3

I would like process a file line by line. However I need to sort it first which I normally do by piping:

sort --key=1,2 data |./script.py.  

What's the best to call sort from within python? Searching online I see subprocess or the sh module might be possibilities? I don't want to read the file into memory and sort in python as the data is very big.

mata
  • 67,110
  • 10
  • 163
  • 162
Simd
  • 19,447
  • 42
  • 136
  • 271
  • 3
    FYI: sort has to read the file in memory – SheetJS Jul 23 '13 at 18:49
  • 2
    Not exactly. Linux sort is very clever about it and can sort massive files even bigger than RAM by using an external memory sorting algorithm. Seehttp://stackoverflow.com/questions/930044/how-could-the-unix-sort-command-sort-a-very-large-file . – Simd Jul 23 '13 at 18:51
  • Maybe sort does, maybe it doesn't have to read the file into memory, but then again, why does Python? (If `sort` can be clever, so can Python.) – kojiro Jul 23 '13 at 19:03
  • 1
    @kojiro Because there is no external memory sort module for python afaik. There is nothing stopping someone writing one of course. – Simd Jul 23 '13 at 19:05
  • @kojiro, but external sor tin linux already wirtten but you have to write it for py – RiaD Jul 23 '13 at 19:06

3 Answers3

3

Its easy. Use subprocess.Popen to run sort and read its stdout to get your data.

import subprocess
myfile = 'data'
sort = subprocess.Popen(['sort', '--key=1,2', myfile],
    stdout=subprocess.PIPE)
for line in sort.stdout:
    your_code_here
sort.wait()
assert sort.returncode == 0, 'sort failed'
tdelaney
  • 73,364
  • 6
  • 83
  • 116
  • What does sort.wait() do? It looks like sort would have to have finished before it got to that line in any case. – Simd Jul 23 '13 at 19:28
  • The for loop reads the process stdout until the process closes it (usually on process exit but the process is free do do an early close if it wants to).
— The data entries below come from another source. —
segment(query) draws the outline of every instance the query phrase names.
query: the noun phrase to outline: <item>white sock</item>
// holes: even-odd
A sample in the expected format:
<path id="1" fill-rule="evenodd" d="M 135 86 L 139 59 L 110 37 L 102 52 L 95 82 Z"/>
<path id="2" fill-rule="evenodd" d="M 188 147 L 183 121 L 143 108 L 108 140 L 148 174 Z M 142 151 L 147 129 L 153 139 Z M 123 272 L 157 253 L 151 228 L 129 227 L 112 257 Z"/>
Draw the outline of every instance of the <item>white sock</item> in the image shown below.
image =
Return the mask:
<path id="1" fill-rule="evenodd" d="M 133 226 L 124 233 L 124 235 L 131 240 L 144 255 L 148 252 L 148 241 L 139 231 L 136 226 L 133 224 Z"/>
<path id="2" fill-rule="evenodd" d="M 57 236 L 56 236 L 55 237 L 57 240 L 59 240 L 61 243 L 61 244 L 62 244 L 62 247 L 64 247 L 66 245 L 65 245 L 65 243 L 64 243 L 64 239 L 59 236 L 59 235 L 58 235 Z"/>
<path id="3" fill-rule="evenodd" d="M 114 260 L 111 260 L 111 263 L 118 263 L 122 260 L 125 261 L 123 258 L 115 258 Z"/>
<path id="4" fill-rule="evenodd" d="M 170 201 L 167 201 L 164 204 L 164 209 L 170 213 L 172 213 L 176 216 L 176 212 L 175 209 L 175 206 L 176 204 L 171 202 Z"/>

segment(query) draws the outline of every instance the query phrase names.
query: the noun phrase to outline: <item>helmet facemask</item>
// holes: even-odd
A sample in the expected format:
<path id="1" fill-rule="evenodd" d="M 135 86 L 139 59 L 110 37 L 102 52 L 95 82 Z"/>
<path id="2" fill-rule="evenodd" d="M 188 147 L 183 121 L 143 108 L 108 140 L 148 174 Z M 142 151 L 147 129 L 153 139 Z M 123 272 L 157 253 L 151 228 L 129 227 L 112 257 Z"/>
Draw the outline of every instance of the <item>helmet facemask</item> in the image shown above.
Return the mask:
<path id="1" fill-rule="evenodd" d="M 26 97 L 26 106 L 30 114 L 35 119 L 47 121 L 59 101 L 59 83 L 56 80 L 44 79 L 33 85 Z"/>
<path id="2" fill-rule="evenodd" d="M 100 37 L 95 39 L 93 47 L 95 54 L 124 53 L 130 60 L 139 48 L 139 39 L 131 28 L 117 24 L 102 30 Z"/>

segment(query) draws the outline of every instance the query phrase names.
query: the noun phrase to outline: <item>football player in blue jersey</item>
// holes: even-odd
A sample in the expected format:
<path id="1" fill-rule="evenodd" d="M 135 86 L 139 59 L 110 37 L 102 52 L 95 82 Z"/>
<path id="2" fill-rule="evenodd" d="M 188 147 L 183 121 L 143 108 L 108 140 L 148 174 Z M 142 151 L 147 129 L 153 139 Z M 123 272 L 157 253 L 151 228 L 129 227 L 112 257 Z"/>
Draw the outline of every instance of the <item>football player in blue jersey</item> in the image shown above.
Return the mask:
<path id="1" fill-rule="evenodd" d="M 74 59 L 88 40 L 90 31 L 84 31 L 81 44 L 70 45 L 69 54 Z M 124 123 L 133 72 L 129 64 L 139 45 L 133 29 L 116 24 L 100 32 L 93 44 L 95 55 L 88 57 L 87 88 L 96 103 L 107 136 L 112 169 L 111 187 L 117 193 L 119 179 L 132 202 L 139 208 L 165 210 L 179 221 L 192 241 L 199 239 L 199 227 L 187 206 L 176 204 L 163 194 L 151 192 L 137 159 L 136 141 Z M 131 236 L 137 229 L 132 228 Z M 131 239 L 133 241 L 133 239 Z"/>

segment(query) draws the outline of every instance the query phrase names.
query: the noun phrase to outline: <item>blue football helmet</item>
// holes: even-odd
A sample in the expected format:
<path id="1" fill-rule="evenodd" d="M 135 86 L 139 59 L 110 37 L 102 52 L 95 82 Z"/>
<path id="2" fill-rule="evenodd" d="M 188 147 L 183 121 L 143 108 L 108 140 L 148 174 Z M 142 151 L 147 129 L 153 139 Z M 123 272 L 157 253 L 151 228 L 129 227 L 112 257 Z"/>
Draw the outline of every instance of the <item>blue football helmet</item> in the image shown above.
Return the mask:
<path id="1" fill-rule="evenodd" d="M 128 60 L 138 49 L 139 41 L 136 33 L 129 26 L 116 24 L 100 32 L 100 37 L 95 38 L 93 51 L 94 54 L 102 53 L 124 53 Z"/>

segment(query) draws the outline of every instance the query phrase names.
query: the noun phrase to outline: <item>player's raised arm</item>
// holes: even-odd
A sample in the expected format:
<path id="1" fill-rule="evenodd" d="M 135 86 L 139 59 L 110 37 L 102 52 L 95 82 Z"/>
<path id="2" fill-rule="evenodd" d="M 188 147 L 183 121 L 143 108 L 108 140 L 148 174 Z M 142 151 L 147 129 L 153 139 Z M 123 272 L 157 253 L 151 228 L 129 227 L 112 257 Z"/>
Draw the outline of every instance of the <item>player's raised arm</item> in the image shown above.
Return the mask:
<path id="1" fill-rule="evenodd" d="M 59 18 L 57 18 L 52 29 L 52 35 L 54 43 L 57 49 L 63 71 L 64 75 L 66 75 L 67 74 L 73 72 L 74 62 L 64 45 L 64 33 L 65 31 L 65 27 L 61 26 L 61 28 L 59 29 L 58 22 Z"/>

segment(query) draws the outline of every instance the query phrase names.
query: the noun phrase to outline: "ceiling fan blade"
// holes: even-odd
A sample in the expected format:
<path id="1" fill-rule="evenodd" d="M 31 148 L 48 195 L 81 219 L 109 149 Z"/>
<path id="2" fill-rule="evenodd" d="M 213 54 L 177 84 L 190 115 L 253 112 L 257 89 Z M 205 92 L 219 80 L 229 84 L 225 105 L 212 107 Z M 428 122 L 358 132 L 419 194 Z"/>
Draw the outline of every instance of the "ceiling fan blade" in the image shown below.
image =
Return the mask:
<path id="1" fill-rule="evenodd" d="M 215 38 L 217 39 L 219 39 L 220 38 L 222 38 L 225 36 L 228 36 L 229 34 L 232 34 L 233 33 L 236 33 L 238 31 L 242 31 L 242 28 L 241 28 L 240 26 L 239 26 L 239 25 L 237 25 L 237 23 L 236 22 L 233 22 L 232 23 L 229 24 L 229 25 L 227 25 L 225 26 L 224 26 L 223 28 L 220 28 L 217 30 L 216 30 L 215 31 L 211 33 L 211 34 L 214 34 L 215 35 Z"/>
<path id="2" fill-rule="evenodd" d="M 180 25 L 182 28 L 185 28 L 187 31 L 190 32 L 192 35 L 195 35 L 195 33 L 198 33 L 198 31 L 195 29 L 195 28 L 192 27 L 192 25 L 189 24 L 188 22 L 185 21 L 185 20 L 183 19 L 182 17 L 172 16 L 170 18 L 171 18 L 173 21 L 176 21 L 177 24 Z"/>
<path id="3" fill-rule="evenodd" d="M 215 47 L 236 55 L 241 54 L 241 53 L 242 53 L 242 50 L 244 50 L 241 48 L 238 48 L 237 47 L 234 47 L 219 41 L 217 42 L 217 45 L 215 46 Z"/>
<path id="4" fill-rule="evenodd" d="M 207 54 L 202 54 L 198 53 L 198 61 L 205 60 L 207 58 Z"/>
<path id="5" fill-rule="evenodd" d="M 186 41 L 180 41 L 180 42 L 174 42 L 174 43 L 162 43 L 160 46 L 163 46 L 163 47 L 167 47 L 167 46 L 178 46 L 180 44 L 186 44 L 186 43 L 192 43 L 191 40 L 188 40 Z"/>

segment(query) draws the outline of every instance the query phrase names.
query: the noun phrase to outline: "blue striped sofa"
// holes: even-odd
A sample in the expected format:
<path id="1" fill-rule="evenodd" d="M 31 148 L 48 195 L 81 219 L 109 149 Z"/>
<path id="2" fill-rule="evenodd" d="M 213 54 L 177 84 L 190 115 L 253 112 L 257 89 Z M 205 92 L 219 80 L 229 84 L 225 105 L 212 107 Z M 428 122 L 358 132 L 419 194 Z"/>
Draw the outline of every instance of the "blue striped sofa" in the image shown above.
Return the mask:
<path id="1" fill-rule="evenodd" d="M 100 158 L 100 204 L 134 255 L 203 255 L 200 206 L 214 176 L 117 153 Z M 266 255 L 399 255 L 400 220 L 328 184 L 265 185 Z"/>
The wait() call waits for process exit and gets its return code. This is important on linux as it removes the zombie process from the system process table. – tdelaney Jul 23 '13 at 19:32
0

I believe sort will read all data in memory, so I'm not sure you will won anything but you can use shell=True in subprocess and use pipeline

>>> subprocess.check_output("ls", shell = True)
'1\na\na.cpp\nA.java\na.php\nerase_no_module.cpp\nerase_no_module.cpp~\nWeatherSTADFork.cpp\n'
>>> subprocess.check_output("ls | grep j", shell = True)
'A.java\n'

Warning
Invoking the system shell with shell=True can be a security hazard if combined with untrusted input. See the warning under Frequently Used Arguments for details.

RiaD
  • 46,822
  • 11
  • 79
  • 123
  • Thanks. Sort will not read the whole file into memory. See http://stackoverflow.com/questions/930044/how-could-the-unix-sort-command-sor‌​t-a-very-large-file. . – Simd Jul 23 '13 at 19:01
0

I think this page will answer your question

The answer I prefer, from @Eli Courtwright is (all quoted verbatim):

Here's a summary of the ways to call external programs and the advantages and disadvantages of each:

  1. os.system("some_command with args") passes the command and arguments to your system's shell. This is nice because you can actually run multiple commands at once in this manner and set up pipes and input/output redirection. For example,
    os.system("some_command < input_file | another_command > output_file")
    However, while this is convenient, you have to manually handle the escaping of shell characters such as spaces, etc. On the other hand, this also lets you run commands which are simply shell commands and not actually external programs.
    http://docs.python.org/lib/os-process.html

  2. stream = os.popen("some_command with args") will do the same thing as os.system except that it gives you a file-like object that you can use to access standard input/output for that process. There are 3 other variants of popen that all handle the i/o slightly differently. If you pass everything as a string, then your command is passed to the shell; if you pass them as a list then you don't need to worry about escaping anything.
    http://docs.python.org/lib/os-newstreams.html

  3. The Popen class of the subprocess module. This is intended as a replacement for os.popen but has the downside of being slightly more complicated by virtue of being so comprehensive. For example, you'd say
    print Popen("echo Hello World", stdout=PIPE, shell=True).stdout.read()
    instead of
    print os.popen("echo Hello World").read()
    but it is nice to have all of the options there in one unified class instead of 4 different popen functions.
    http://docs.python.org/lib/node528.html

  4. The call function from the subprocess module. This is basically just like the Popen class and takes all of the same arguments, but it simply wait until the command completes and gives you the return code. For example:
    return_code = call("echo Hello World", shell=True)
    http://docs.python.org/lib/node529.html

  5. The os module also has all of the fork/exec/spawn functions that you'd have in a C program, but I don't recommend using them directly.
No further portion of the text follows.